Lil Jon's voice alone can ramp up the energy in a room so put him on a record with a thunderous beat and things could get hardbody. After achieving platinum status with their fourth album, Kingz of Crunk, Lil Jon & the East Side Boyz reupped and came out the gate swinging with the single, "What U Gon' Do," featuring Lil Scrappy. Shouting "If you fall up in the club / And them niggas wanna mug / When you step up to they face / What they gon' do (Shit!!!)," Lil Jon is the ultimate motivator and could make the most timid of people run through a wall. This record may have been made with the intention of tearing up the club, but is also appropriate for gym settings and will put you in the zone just when you feel like throwing in the towel for the day.
"Crush, kill, destroy, stress!" Organized Konfusion made that couplet a chant among underground rap heads way back in 1994 on their sophomore album, Stress: The Extinction Agenda. The album's title track, "Stress" was a hot pick for those engulfed in the tunes permeating their headphones and is a surprisingly effective song when in need of a reason to continue to destroy and rebuild the body. Not to mention it features spellbinding rhymes provided by Pharoahe Monch, who catches wreck on the second verse, spitting, "My perception of poetical injection is ejaculation / The Immaculate Conception / The hall walker, who stalks bodies in Central Park / Soon emergency services'll outline that body in chalk / Then I begin to walk away and spit / Then when I walk away I talk shit!" Apathetic reality rap and dumbbells never meshed so well.
1992 was a big year for rap acts crossing over to the mainstream and perhaps the most successful of the group were also the youngest. Kriss Kross, hailing from ATL and not even old enough to catch a PG-13 flick, recorded one of the most hardbody rap singles of all-time with "Jump." The song launched the fashionably-dyslexic group into household names. Despite this record nearing 25 years of age, it still remains a favorite in environments where rap kids just want to run, jump and play.

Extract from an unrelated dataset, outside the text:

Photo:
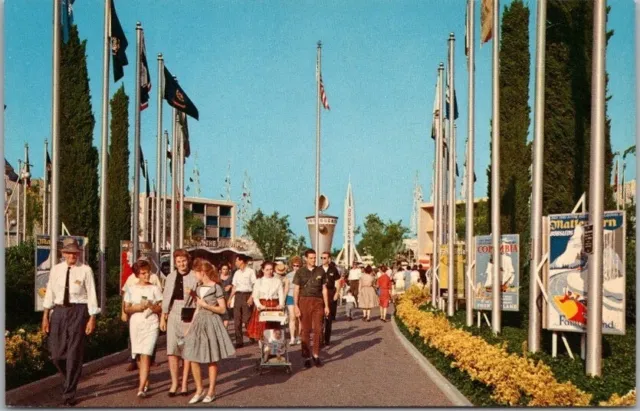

Despite being one of the more talented MCs of his era, Ludacris has caught subtle backlash for being more of a comedic rhymer than the prototypical wordsmith. But nothing was funny about "Move Bitch," the third single released from his sophomore album, Word of Mouth. Instantly catching you from the outset with its booming beat, Ludacris then provides the confrontational hook, shouting, "Move bitch, get out the way / Get out the way bitch, get out the way," and getting unruly on the track. Featuring guest verses from I-20 and Mystikal, "Move Bitch" is basically about people being in the way and impeding your progress, but has also been embraced by the sports community, where moving things -- or rather people -- around is part of the job. And besides, if Mystikal's verse doesn't help you power through your workout, you may not have a soul at all.
The lone addition on this list to feature international flair, "I Got the Power," has been one of the biggest songs to workout to for 25 years strong. Made by German music group, Snap!, the song touched down at the top of 1990 and was a hit internationally, as well as in the U.S. Featuring a rap from Pittsburgh native Turbo B and vocals by Penny Ford (lip-synced in the music video by Jackie Harris), "I Got the Power" peaked at No. 2 on the Billboard Hot 100 chart and was minted an instant classic by anyone who knew better. Definitely a shoo-in on any list about anything having to do with fitness and music.